U.N. ramps up threat to sanction South Sudan's senior leaders

By Michelle Nichols

UNITED NATIONS (Reuters) - The United Nations Security Council on Tuesday threatened sanctions against "senior individuals" in South Sudan for actions or policies that jeopardise security and stability after the war-torn country's leaders failed to agree on a peace deal.

South Sudan plunged into civil war in December 2013 when a political crisis sparked fighting between forces loyal to President Salva Kiir and rebels allied with his former deputy Riek Machar. The conflict has reopened ethnic fault lines that pit Kiir's Dinka people against Machar's ethnic Nuer forces.

At least 10,000 people have been killed and 1.5 million displaced. Both sides agreed in principle to share power but have failed to agree on how to implement that. The latest round of talks in Ethiopia broke down more than two weeks ago.

"The Security Council reiterates its intent to impose any sanctions that may be appropriate to respond to the situation, which may include an arms embargo and the designation of senior individuals responsible for actions or policies that threaten the peace, security or stability of South Sudan," it said.

In a statement, the 15-member council said the aim was to encourage the government and opposition to form a transitional government and "take effective and comprehensive steps to cause forces under direct or indirect control to cease military operations, acts of violence, as well as violations of human rights, and enable full access for humanitarian assistance."

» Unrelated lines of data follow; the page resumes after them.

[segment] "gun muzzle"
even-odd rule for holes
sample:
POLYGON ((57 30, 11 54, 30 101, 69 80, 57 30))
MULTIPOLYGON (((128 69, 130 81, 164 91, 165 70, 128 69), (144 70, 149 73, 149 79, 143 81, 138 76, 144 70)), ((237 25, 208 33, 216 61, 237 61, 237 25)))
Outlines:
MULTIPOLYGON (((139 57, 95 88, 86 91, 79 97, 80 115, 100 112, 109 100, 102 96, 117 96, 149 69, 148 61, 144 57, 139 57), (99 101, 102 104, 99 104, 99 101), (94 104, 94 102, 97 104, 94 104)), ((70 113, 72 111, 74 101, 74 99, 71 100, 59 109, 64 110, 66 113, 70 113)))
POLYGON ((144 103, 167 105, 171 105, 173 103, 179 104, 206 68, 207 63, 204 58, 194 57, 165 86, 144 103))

The Security Council has been considering sanctions for almost a year. Earlier this month it established a sanctions regime for South Sudan but stopped short of imposing travel bans and asset freezes on officials or creating an arms embargo.

The United States and European Union have already imposed sanctions on commanders on both sides.

The United States supported Kiir until it lost confidence in 2013. Washington hoped he could oversee a stable, oil-producing, majority Christian state allied to the West in contrast to neighbouring Muslim-led Sudan, which is hostile to Washington.

Kiir last week dismissed the threat of U.N. sanctions and said the government was ready to continue fighting rebels if they preferred war.

"Sanctions at this critical juncture of history ... will only devastate the economy, and increase economic pressures on people who are already suffering and are desperate," South Sudan's U.N. Ambassador Francis Deng told the council.

Deng said it was ironic that the United States, which helped South Sudan gain independence in 2011, was now "leading a kind of hostility toward" the country.